Judgment reversing the order of the Health Services Cost Review Commission modified to eliminate so much thereof as approved the Commission’s regulation of the charges here before the Court, and, as modified, judgment affirmed; appellant to pay the costs.
. Holy Cross II was Maryland Radiological v. Health Serv., 285 Md. 383, 402 A.2d 907 (1979). It concerned the attempt of Maryland Radiological Society and others to intervene after our remand in Holy Cross I.
. The concluding portion of the opinion as originally filed in Holy Cross I referred to "total costs of hospital services” rather than to "total costs of the hospital,” the term appearing in the statute and which appeared elsewhere in the opinion. The error was detected and sixteen days after filing of the opinion, which was prior to the issuance of the mandate, correction slips were issued.
In Holy Cross II the assistant Attorney General who tried this case on the remand and who argued Holy Cross I appeared on behalf of the Commission. The Court quoted, 285 Md. at 386, from the corrected version of Holy Cross I. As previously indicated, Holy Cross II concerned the attempt of Maryland Radiological Society and others to intervene after our remand in Holy Cross I. It was decided prior to the trial of the issues now before us. Thus, there is no reason for the Commission to have been misled in any way as to the terms of the remand.
. Cognizance is taken of the dissent. We shall not prolong this opinion by writing a rebuttal to each and every proposition advanced by the dissent.
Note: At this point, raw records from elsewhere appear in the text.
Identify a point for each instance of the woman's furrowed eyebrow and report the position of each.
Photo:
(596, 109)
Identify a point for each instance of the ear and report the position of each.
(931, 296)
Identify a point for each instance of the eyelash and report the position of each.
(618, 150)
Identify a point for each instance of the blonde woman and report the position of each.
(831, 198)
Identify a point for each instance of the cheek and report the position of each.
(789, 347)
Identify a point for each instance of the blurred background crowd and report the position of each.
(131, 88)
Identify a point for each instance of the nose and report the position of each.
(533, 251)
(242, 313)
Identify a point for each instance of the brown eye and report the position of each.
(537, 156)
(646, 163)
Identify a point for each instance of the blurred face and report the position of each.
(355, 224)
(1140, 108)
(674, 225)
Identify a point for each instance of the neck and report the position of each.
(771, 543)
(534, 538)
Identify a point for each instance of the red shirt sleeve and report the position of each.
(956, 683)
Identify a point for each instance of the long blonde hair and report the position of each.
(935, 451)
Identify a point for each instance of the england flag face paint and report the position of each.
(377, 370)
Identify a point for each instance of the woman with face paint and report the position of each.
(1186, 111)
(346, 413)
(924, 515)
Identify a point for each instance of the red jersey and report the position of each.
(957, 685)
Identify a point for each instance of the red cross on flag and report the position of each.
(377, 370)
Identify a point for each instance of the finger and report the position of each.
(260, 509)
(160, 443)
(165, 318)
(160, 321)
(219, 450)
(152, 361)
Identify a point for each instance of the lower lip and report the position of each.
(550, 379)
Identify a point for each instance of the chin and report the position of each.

We make but two comments.
The dissent would lead one to believe that it was not until "7 January 1980, [that] the Commission, at long last, became aware .of the existence and full impact of the corrected opinion.” We have already pointed out in the text of this opinion, "At a pretrial conference counsel for Holy Cross and the physicians suggested the proper question to be decided but the Commission succeeded in persuading the trial judge to the contrary.” As a matter of fact, the attorney for one of the intervening physicians called to the attention of the trial judge at that time that the word "services” was not in the statute in question and that this was the reason for the correction. The assistant Attorney General who was present representing the Commission acknowledged his cognizance of the corrected version which had been quoted in Holy Cross II. Had anyone been willing to pull from the shelf the appropriate volume of the Maryland Reports or the Atlantic Reporter the opinion in its proper form would have readily appeared, even had one looked at an "advance sheet.” This conference took place on October 5,1979. The dissent quotes, adding emphasis, the statement of the trial judge on December 18,1979, to the effect that he did not know by which opinion he was bound, the published, corrected opinion or the original one. Why, may one ask, would the Court have distributed corrected versions of the opinion if it were not that this corrected version was to bind the parties? Indeed, just what does the word "correction” mean? In common parlance the issuance of the correction slip would mean that the Court had detected an error.
*519Despite the purpose of the remand the Commission simply elected to question its experts relative to "total cost of hospital services” as a term of art in the health care field, not "total costs of the hospital.”